Chapter 211: Neural Architecture Search (NAS) for Trading

1. Introduction

Designing neural network architectures for financial trading has traditionally been an art as much as a science. Practitioners spend weeks or months manually experimenting with different layer configurations, activation functions, and connectivity patterns to find models that capture the subtle statistical regularities in market data. Neural Architecture Search (NAS) offers a principled, automated alternative: instead of relying on human intuition and trial-and-error, NAS algorithms systematically explore the space of possible architectures to discover designs that optimize trading-relevant objectives such as prediction accuracy, Sharpe ratio, or risk-adjusted return.

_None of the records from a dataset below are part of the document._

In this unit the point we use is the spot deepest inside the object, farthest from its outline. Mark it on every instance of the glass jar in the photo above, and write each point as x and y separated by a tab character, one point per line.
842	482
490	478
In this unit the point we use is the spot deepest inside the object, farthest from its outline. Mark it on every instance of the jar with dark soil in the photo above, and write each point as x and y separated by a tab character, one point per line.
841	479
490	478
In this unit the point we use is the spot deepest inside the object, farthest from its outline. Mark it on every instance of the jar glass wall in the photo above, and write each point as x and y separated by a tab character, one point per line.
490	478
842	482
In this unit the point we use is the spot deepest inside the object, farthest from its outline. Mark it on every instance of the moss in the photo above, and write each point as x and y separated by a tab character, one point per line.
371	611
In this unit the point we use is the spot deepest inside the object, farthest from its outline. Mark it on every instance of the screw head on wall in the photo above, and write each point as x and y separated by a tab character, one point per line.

The core idea behind NAS is deceptively simple. We define a search space of candidate architectures, a search strategy for navigating that space, and a performance estimation method for evaluating each candidate. The search algorithm proposes architectures, evaluates them on trading data, and iteratively refines its proposals based on observed performance. Over many iterations, the process converges on architectures that are specifically tailored to the structure of financial time series.

What makes NAS particularly compelling for trading is that financial data has unique characteristics — non-stationarity, heavy tails, regime changes, low signal-to-noise ratios — that may favor architectural patterns quite different from those discovered on standard benchmarks like image classification. A NAS system can discover these domain-specific patterns automatically, potentially finding architectures that a human designer would never consider.

In this chapter, we develop a complete NAS framework in Rust, designed specifically for trading applications. We implement evolutionary search over a flexible architecture space that includes dense layers, convolutional layers, recurrent layers, and attention mechanisms. We integrate real market data from the Bybit exchange and demonstrate how to discover architectures optimized for price prediction.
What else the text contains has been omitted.